In 2017 we have 22 million HHP and just about 200 million feet of laterals, for a ratio of 0.11 HHP/FT.
Here’s what we find in this chart: When the industry is healthiest, which means that the fleet is about the right size (not too big, not too small, with customers served well), the ratio is about 0.10-0.12 HHP per lateral foot of hole drilled. This was the period 2011 through 2013. In 2014, the industry had too little HHP (0.09 HHP/FT) and in 2015 and 2016 too much (0.20 HHP/FT).
In 2017, 0.11 HHP/FT is right in the fairway. Frac prices are rising, so the fleet is expanding and customers are being served, albeit somewhat more expensively.

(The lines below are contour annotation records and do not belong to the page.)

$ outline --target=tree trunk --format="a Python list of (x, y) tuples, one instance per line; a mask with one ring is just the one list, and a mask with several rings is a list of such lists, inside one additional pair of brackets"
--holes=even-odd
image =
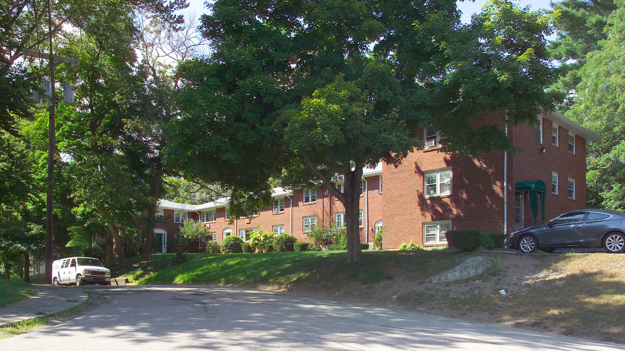
[(31, 281), (31, 253), (28, 251), (24, 254), (24, 281)]
[(124, 258), (124, 240), (122, 240), (121, 235), (119, 235), (119, 230), (118, 230), (117, 227), (113, 224), (108, 224), (106, 226), (115, 242), (118, 259), (119, 260), (119, 268), (126, 268), (126, 260)]
[(113, 236), (109, 230), (106, 230), (106, 237), (104, 238), (104, 261), (106, 262), (106, 267), (113, 266)]
[(362, 259), (362, 250), (360, 247), (360, 232), (358, 226), (358, 215), (360, 212), (360, 182), (362, 177), (362, 166), (358, 163), (356, 169), (346, 169), (345, 197), (342, 201), (345, 207), (345, 224), (348, 239), (347, 263), (354, 263)]
[(148, 218), (146, 219), (145, 222), (145, 237), (143, 240), (143, 250), (141, 251), (141, 261), (149, 261), (152, 259), (152, 240), (154, 236), (156, 206), (158, 205), (159, 196), (161, 194), (162, 175), (162, 162), (159, 162), (156, 165), (154, 179), (150, 185), (151, 202), (150, 206), (148, 209)]
[(11, 264), (9, 263), (9, 260), (6, 259), (6, 258), (4, 259), (4, 279), (6, 279), (7, 280), (8, 280), (9, 279), (11, 279)]

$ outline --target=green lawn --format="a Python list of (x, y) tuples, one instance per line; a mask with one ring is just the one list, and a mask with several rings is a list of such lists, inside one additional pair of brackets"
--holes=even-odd
[[(365, 251), (362, 260), (354, 264), (346, 264), (346, 257), (345, 251), (212, 255), (162, 270), (139, 284), (284, 286), (307, 281), (332, 285), (356, 281), (367, 284), (392, 278), (388, 269), (391, 267), (418, 279), (448, 269), (456, 260), (448, 250)], [(442, 263), (427, 264), (432, 260)]]
[(26, 300), (34, 294), (35, 288), (28, 283), (0, 279), (0, 307)]

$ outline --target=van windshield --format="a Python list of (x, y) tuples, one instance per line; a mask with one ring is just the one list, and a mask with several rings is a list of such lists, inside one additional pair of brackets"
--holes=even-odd
[(87, 259), (84, 257), (79, 257), (78, 259), (78, 265), (94, 265), (96, 267), (104, 267), (102, 265), (102, 262), (100, 262), (100, 260), (98, 260), (98, 259)]

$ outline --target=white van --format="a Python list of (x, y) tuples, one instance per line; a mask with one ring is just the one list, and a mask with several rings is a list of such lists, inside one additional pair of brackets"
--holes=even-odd
[(111, 285), (111, 271), (98, 259), (68, 257), (52, 262), (52, 284)]

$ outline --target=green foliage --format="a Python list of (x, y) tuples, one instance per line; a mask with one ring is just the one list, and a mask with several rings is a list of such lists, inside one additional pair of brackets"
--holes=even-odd
[(423, 248), (414, 244), (414, 242), (411, 241), (410, 242), (401, 243), (399, 245), (398, 250), (399, 251), (419, 251), (419, 250), (423, 250)]
[(262, 252), (268, 244), (272, 244), (276, 239), (276, 233), (273, 232), (264, 232), (259, 227), (257, 227), (249, 234), (249, 245), (254, 249), (258, 249)]
[(280, 234), (274, 239), (274, 250), (278, 252), (294, 251), (294, 245), (296, 241), (298, 241), (297, 238), (291, 234), (287, 233)]
[(243, 252), (244, 254), (253, 254), (256, 252), (256, 249), (250, 244), (245, 242), (243, 244)]
[(189, 219), (182, 221), (180, 235), (189, 240), (198, 240), (206, 235), (206, 227), (199, 220)]
[(300, 241), (297, 241), (293, 244), (293, 248), (295, 251), (308, 251), (310, 246), (311, 243), (302, 242)]
[(219, 243), (216, 240), (211, 240), (206, 242), (207, 254), (219, 254), (221, 252)]
[(482, 235), (477, 229), (461, 229), (449, 230), (445, 234), (449, 248), (456, 248), (461, 251), (473, 251), (482, 244)]
[(228, 235), (221, 242), (221, 252), (224, 254), (242, 254), (243, 239), (238, 235)]
[(558, 37), (549, 43), (549, 55), (559, 62), (559, 78), (551, 89), (564, 94), (560, 109), (569, 109), (578, 92), (581, 69), (589, 53), (608, 37), (604, 31), (610, 14), (616, 9), (612, 0), (562, 0), (552, 2), (559, 15), (555, 21)]
[(373, 238), (373, 247), (378, 250), (382, 250), (382, 229), (376, 233), (376, 237)]
[(492, 240), (492, 237), (490, 234), (486, 233), (479, 234), (479, 245), (486, 250), (492, 250), (495, 248), (495, 243)]
[(588, 146), (587, 206), (625, 207), (625, 4), (609, 17), (601, 49), (588, 54), (576, 104), (567, 116), (598, 134)]
[[(507, 109), (510, 124), (533, 122), (552, 105), (544, 36), (552, 17), (509, 1), (489, 2), (469, 25), (453, 1), (232, 11), (240, 7), (218, 0), (202, 16), (214, 51), (181, 67), (183, 113), (166, 150), (186, 174), (231, 190), (240, 215), (267, 204), (271, 179), (281, 177), (295, 187), (322, 182), (351, 213), (362, 167), (398, 164), (422, 147), (416, 131), (434, 126), (447, 137), (445, 151), (512, 151), (481, 116)], [(340, 177), (344, 194), (333, 184)], [(359, 237), (349, 218), (351, 242)], [(349, 247), (348, 261), (359, 260), (359, 247)]]
[[(503, 249), (504, 240), (506, 240), (506, 235), (503, 233), (488, 233), (486, 235), (491, 237), (494, 249)], [(484, 247), (486, 249), (486, 247)]]

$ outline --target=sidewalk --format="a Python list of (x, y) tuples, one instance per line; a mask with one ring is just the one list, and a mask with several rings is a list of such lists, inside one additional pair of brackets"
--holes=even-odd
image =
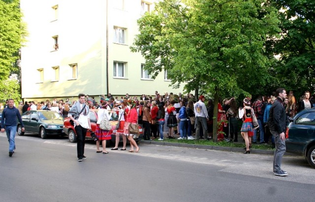
[[(179, 135), (174, 135), (174, 136), (176, 138), (179, 137)], [(240, 139), (239, 139), (239, 141)], [(194, 140), (191, 140), (194, 141)], [(179, 142), (164, 142), (163, 141), (153, 141), (153, 140), (141, 140), (139, 141), (141, 143), (149, 144), (156, 144), (159, 145), (165, 145), (165, 146), (172, 146), (181, 147), (188, 147), (192, 148), (203, 149), (213, 149), (215, 150), (225, 151), (234, 152), (244, 152), (244, 148), (242, 147), (223, 147), (213, 145), (202, 145), (195, 144), (187, 144), (181, 143)], [(243, 144), (245, 145), (245, 142), (238, 142), (237, 144)], [(251, 149), (251, 153), (253, 154), (267, 154), (267, 155), (273, 155), (274, 150), (268, 150), (265, 149)], [(291, 154), (290, 154), (291, 155)]]

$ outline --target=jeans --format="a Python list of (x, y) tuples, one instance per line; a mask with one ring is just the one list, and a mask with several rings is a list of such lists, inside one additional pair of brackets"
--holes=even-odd
[(285, 152), (285, 142), (284, 140), (280, 139), (280, 134), (277, 131), (270, 130), (270, 133), (275, 137), (276, 143), (276, 149), (274, 153), (274, 172), (279, 172), (281, 171), (282, 156)]
[(164, 121), (158, 122), (158, 131), (159, 131), (159, 138), (163, 139), (163, 125), (165, 123)]
[(9, 140), (9, 151), (13, 151), (15, 149), (15, 134), (16, 133), (16, 126), (5, 126), (6, 136)]
[(191, 136), (191, 122), (190, 119), (187, 120), (187, 136), (190, 137)]
[(179, 133), (182, 138), (187, 136), (187, 134), (186, 134), (186, 122), (187, 121), (186, 120), (179, 122)]
[(196, 128), (196, 140), (197, 140), (200, 137), (200, 127), (202, 127), (202, 131), (203, 132), (203, 137), (205, 138), (208, 137), (207, 135), (207, 118), (206, 117), (201, 117), (197, 116), (195, 125), (197, 125)]
[(87, 135), (88, 129), (81, 126), (76, 126), (74, 127), (77, 134), (77, 152), (78, 158), (82, 159), (84, 155), (84, 146), (85, 145), (85, 136)]
[[(260, 140), (259, 142), (260, 143), (262, 143), (264, 142), (264, 126), (262, 124), (262, 121), (261, 121), (261, 120), (260, 119), (257, 118), (257, 120), (258, 121), (258, 124), (259, 125), (259, 132), (260, 133)], [(256, 136), (256, 134), (257, 134), (257, 130), (254, 130), (254, 135), (252, 137), (252, 141), (253, 142), (255, 142), (257, 141), (257, 136)]]

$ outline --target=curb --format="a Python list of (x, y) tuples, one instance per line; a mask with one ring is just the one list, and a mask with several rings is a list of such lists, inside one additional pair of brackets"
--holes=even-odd
[[(213, 146), (213, 145), (202, 145), (199, 144), (186, 144), (181, 143), (178, 142), (168, 142), (161, 141), (156, 141), (151, 140), (141, 140), (139, 141), (140, 143), (148, 144), (156, 144), (158, 145), (163, 146), (171, 146), (180, 147), (188, 147), (197, 149), (209, 149), (219, 151), (225, 151), (233, 152), (244, 152), (244, 150), (242, 148), (240, 147), (220, 147), (219, 146)], [(274, 150), (267, 150), (264, 149), (251, 149), (251, 153), (253, 154), (267, 154), (267, 155), (273, 155)]]

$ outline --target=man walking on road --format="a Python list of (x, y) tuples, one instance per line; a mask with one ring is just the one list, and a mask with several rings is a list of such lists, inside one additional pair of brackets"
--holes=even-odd
[[(16, 118), (22, 125), (22, 131), (24, 131), (24, 125), (22, 121), (19, 110), (14, 106), (13, 99), (8, 100), (8, 107), (3, 109), (1, 119), (1, 133), (6, 131), (6, 136), (9, 141), (9, 156), (12, 157), (15, 150), (15, 134), (16, 133)], [(5, 122), (5, 123), (4, 123)]]
[(275, 137), (276, 150), (274, 156), (274, 174), (278, 176), (287, 175), (287, 172), (281, 169), (282, 156), (285, 152), (285, 135), (286, 128), (285, 109), (284, 105), (284, 100), (286, 97), (286, 93), (284, 88), (279, 88), (276, 91), (278, 96), (272, 104), (268, 120), (268, 126), (270, 133)]
[(91, 130), (91, 122), (90, 109), (85, 103), (85, 95), (80, 94), (78, 97), (79, 101), (70, 109), (68, 117), (74, 124), (74, 129), (77, 135), (78, 161), (81, 162), (82, 161), (82, 159), (87, 159), (84, 156), (85, 136), (88, 130)]

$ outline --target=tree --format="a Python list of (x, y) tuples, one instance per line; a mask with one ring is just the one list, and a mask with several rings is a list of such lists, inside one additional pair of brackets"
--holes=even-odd
[[(280, 56), (276, 72), (283, 86), (297, 93), (315, 90), (315, 3), (312, 0), (278, 0), (281, 38), (270, 41)], [(298, 95), (298, 94), (296, 94)]]
[(175, 87), (185, 83), (187, 91), (198, 87), (213, 95), (214, 121), (222, 92), (248, 95), (270, 79), (264, 44), (279, 30), (269, 1), (168, 0), (155, 8), (138, 20), (131, 51), (141, 52), (154, 78), (166, 70)]
[(14, 64), (26, 34), (21, 18), (19, 0), (0, 0), (0, 80), (17, 70)]

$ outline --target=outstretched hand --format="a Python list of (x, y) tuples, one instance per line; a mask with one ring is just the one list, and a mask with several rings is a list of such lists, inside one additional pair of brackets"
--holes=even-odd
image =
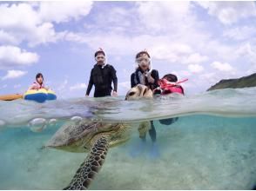
[(116, 97), (116, 96), (118, 96), (118, 92), (116, 92), (116, 91), (113, 91), (113, 93), (112, 93), (112, 96), (113, 96), (113, 97)]
[(152, 78), (152, 76), (151, 74), (148, 74), (148, 75), (146, 76), (146, 77), (147, 77), (147, 81), (148, 81), (149, 82), (153, 83), (153, 82), (155, 82), (155, 79)]

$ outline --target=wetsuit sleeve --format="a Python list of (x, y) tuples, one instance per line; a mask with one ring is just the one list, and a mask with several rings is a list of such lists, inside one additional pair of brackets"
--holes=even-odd
[(89, 84), (88, 84), (87, 90), (86, 90), (86, 95), (88, 95), (88, 96), (90, 95), (91, 89), (92, 85), (93, 85), (92, 70), (93, 69), (91, 70)]
[(133, 88), (134, 86), (136, 86), (136, 82), (134, 81), (134, 76), (135, 76), (135, 73), (132, 73), (131, 75), (131, 88)]
[(117, 70), (111, 66), (111, 76), (114, 83), (114, 91), (118, 91), (118, 77), (117, 77)]
[(158, 75), (158, 70), (153, 70), (154, 72), (152, 72), (152, 78), (154, 78), (155, 82), (152, 83), (152, 88), (156, 89), (158, 87), (158, 81), (159, 80), (159, 75)]

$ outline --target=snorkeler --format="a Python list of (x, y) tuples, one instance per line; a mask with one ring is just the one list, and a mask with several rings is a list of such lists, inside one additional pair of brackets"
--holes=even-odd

If drilling in 2018 rises a bit more (with oil prices at $47 it won’t rise much), the industry can absorb another 1 million HHP, but not 2 million more -- that would swamp the fleet and collapse pricing.
Finally, something to consider about Hurricane Harvey: If 10% of the frac fleet was hit by the hurricane and its flooding, and if 25% of that 10% hit was underwater, that’s 500,000 HHP eliminated from the frac fleet overnight. That dent may be enough to throw the frac industry out of balance, sending prices higher overnight, assuming drilling stays steady.
We don’t think it was that bad, but nobody drove their frac trucks to higher ground last week.